Materializing ordinal as a 1-based, contiguous sequence of integers is expensive because it forces sequential execution, and the optimizer will avoid this if it can. In this case, because ordinal is used for sorting but is not returned, the optimizer downgrades ordinal to a virtual expression. The plan might use an ordered implementation of the where and yield steps followed by a stable sort, or it might replace ordinal with the previous sort key (DESC e.sal).

Ordered relational operators

We need to define the semantics of the relational operators over all types of collection.

Part of the job has been done already:

  • The relational model defines the semantics of operators over sets (unordered collections without duplicates).
  • The SQL standard specifies the relational operators over tables (unordered collections with duplicates).
  • Previous versions of Morel defined semantics for (and implemented) relational operators over multisets (unordered collections with duplicates). While the collection type was at the time called list, we were actually defining the current bag type. Unlike SQL, elements need not be records.

What remains is to define the semantics of queries over lists (ordered collections with duplicates), and for hybrid queries that combine lists and multisets. (We define hybrid semantics in the next section.)

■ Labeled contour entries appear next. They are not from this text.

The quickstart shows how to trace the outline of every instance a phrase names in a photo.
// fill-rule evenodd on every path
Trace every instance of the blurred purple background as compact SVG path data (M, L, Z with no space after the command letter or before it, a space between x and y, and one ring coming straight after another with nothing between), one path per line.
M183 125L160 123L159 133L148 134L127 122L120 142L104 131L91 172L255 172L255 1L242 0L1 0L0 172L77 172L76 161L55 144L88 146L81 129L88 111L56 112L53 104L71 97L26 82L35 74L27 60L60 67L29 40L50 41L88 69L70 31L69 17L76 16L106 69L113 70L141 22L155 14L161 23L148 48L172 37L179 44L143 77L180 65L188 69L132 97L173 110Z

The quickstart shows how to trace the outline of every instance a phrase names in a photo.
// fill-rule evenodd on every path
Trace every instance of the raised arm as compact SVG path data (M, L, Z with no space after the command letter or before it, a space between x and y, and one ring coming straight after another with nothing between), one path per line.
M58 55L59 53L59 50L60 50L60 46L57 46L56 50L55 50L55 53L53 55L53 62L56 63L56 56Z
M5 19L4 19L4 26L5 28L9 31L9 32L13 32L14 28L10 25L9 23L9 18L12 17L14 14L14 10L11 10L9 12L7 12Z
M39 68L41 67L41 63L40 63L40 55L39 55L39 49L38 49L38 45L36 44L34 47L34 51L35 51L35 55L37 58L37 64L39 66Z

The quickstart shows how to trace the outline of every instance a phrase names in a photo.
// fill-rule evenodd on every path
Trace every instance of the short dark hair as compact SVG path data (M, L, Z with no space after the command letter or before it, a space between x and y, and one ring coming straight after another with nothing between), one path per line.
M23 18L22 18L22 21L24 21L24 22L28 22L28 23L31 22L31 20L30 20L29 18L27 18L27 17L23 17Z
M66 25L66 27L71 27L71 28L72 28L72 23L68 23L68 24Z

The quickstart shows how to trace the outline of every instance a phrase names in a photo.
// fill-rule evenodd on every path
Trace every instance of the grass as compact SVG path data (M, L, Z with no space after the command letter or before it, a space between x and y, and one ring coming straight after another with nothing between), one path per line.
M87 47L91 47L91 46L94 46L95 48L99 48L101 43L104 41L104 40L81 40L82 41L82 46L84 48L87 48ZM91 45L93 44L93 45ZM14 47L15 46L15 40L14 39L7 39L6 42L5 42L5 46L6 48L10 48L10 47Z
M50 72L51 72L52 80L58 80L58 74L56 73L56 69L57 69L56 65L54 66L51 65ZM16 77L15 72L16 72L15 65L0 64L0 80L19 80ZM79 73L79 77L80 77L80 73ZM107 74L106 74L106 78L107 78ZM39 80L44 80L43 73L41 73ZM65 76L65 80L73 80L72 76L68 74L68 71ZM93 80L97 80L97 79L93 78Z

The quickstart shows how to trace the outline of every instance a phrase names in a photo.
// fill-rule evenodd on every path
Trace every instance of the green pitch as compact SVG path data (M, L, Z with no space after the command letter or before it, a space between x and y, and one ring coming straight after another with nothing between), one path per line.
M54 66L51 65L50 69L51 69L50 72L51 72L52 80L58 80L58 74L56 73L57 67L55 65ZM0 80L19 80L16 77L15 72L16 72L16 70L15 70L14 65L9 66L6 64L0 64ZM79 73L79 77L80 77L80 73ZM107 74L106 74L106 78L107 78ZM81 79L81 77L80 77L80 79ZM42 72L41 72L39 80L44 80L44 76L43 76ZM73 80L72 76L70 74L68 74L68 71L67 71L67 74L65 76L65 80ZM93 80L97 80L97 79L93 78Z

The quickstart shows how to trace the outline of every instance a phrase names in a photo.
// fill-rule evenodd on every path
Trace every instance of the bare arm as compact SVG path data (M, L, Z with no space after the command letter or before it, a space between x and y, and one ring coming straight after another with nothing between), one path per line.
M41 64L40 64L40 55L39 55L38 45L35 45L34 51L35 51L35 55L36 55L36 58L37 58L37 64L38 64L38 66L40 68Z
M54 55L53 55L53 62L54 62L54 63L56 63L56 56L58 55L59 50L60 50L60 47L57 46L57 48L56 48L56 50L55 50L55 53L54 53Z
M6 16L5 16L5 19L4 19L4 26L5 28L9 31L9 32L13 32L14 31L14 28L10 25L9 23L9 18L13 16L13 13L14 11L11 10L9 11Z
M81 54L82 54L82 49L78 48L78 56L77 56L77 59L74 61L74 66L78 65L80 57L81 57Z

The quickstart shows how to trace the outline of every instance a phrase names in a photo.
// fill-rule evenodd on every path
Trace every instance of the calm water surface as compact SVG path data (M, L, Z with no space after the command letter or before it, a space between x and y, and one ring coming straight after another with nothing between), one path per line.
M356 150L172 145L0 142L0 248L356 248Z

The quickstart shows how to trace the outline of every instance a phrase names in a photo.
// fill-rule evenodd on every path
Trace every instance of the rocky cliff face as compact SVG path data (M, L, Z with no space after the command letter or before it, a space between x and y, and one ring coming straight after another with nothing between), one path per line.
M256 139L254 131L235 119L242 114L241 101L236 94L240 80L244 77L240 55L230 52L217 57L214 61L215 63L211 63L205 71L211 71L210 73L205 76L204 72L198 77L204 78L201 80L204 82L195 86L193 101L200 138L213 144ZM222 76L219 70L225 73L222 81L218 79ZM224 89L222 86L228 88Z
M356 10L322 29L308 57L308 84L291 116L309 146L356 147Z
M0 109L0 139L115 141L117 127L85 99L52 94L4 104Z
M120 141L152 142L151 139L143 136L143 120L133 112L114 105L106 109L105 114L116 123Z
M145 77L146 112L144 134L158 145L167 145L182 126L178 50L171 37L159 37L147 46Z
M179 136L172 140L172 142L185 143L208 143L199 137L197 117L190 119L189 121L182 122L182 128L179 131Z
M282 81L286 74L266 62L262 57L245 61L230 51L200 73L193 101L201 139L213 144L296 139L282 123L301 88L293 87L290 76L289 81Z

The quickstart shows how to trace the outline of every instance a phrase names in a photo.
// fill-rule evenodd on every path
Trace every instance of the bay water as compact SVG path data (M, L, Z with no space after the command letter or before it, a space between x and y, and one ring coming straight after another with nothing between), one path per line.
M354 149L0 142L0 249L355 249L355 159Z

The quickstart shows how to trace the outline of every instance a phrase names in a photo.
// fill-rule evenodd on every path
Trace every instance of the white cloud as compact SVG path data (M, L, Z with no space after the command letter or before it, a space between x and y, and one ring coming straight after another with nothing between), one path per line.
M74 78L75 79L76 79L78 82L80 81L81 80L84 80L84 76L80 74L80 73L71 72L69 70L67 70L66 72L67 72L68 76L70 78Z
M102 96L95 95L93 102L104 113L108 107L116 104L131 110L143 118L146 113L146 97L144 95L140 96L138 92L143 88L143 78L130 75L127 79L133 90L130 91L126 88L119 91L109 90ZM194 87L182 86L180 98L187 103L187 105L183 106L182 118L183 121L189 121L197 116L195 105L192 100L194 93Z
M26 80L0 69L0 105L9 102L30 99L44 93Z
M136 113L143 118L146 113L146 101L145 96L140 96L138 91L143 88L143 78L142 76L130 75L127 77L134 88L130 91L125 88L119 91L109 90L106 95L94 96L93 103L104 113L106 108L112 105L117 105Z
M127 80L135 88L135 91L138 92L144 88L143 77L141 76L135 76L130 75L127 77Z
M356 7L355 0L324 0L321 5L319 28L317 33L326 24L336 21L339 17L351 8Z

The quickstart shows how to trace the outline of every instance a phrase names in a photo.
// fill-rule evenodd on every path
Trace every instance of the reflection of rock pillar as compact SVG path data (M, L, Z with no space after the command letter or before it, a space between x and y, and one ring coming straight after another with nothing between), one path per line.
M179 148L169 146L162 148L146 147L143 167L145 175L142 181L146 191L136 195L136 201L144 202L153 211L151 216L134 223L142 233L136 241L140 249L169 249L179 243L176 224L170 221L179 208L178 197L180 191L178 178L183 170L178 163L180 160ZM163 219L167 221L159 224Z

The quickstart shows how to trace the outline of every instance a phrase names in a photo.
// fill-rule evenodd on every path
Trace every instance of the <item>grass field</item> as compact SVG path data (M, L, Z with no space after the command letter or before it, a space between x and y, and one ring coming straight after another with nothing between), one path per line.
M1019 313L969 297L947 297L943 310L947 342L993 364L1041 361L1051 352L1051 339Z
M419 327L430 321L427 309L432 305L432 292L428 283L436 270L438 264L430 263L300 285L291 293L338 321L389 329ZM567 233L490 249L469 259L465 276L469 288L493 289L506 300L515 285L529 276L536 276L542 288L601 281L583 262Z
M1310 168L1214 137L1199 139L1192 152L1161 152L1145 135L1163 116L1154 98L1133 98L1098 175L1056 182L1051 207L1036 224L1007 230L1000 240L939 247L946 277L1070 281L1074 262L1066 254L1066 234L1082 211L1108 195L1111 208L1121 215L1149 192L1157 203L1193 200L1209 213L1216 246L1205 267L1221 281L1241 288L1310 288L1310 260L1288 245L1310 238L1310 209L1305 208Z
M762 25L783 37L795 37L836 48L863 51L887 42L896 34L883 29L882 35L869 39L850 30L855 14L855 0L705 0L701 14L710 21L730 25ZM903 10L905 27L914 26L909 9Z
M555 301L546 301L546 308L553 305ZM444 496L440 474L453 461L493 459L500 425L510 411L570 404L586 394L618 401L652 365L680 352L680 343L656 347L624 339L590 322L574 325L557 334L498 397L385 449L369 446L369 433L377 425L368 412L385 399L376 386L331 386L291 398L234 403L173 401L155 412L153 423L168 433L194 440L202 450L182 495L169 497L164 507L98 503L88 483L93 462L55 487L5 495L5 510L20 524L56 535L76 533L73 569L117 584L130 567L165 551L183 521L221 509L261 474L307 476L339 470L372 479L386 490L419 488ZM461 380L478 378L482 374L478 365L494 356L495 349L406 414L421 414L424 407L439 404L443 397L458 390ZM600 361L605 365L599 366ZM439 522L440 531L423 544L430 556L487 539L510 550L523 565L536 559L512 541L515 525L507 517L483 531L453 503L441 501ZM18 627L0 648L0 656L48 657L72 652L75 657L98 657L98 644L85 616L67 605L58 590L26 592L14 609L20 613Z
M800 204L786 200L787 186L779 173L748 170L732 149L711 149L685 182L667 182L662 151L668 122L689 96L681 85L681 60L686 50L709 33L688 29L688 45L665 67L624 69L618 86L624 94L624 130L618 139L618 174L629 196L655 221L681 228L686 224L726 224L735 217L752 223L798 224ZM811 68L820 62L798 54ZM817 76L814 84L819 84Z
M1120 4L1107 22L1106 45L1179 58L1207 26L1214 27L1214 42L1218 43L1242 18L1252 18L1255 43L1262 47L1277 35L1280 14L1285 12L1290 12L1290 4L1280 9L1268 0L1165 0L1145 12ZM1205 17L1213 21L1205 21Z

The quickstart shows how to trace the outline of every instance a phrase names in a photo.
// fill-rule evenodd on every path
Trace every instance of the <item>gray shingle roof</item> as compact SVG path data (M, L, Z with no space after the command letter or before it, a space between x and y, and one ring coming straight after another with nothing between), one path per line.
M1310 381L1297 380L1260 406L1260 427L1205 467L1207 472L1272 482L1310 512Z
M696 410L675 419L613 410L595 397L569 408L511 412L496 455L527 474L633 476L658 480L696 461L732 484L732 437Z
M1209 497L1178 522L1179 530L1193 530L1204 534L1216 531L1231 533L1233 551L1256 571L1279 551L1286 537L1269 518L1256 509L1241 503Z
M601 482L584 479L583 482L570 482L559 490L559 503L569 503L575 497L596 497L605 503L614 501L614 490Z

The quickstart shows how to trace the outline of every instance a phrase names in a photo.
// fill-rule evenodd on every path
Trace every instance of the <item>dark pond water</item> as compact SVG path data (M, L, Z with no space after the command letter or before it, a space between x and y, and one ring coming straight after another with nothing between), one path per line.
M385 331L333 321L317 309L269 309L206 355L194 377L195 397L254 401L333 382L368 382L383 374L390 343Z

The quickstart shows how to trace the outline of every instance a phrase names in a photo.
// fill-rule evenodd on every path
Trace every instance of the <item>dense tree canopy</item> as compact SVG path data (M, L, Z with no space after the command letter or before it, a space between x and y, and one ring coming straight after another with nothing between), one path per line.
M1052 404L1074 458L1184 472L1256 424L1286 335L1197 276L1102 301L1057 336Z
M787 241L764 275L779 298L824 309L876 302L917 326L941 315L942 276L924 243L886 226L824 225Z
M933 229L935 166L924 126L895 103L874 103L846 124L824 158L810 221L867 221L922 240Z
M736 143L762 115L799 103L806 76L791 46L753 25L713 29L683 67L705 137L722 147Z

Because a query consists of a sequence of steps, each corresponding to a relational operator, we define the semantics of each step over input that is a list:

  • The first step in a query – from pat in exp, forall pat in exp, or exists pat in exp – returns elements in the same order that they are emitted from exp.
  • join pat in exp [ on condition ] for each element from its input evaluates exp, then, in order of those elements, emits a record consisting of fields of the two elements, skipping records where condition is false.
  • If a from, forall, exists or join step has more than one scan, each subsequent scan behaves as if it were a separate join step.
  • yield exp preserves order.
  • where condition preserves order, dropping rows for which condition is false.
  • skip count and take count preserve order (respectively dropping the first count rows, or taking the first count rows).
  • distinct preserves order, emitting only the first occurrence of each element.
  • group groupKey1, ..., groupKeyg [ compute agg1, ..., agga ] preserves order, emitting groups in the order that the first element in the group was seen; each aggregate function aggi is invoked with a list of the input elements that belong to that group, in arrival order.
  • compute agg1, ..., agga behaves as a group step where all input elements are in the same group.
  • union [ distinct ] exp1, ..., expn outputs the elements of the input in order, followed by the elements of each expi argument in order (just like the UNIX cat command). If distinct is specified, outputs only the first occurrence of each element.
  • intersect [ distinct ] exp1, ..., expn outputs the elements of the input in order, provided that every expi argument contains at least the number of occurrences of this element so far. If distinct is specified, outputs only the first occurrence of each element.
  • except [ distinct ] exp1, ..., expn outputs the elements of the input in order, provided that the number of occurrences of that element so far is less than the number of occurrences of that element in all the expi arguments. If distinct is specified, outputs only the first occurrence of each element.
  • require condition (which can only occur in a forall query) has the same behavior as the unordered case.
  • order and unorder, as discussed earlier, have the same semantics as in the unordered case.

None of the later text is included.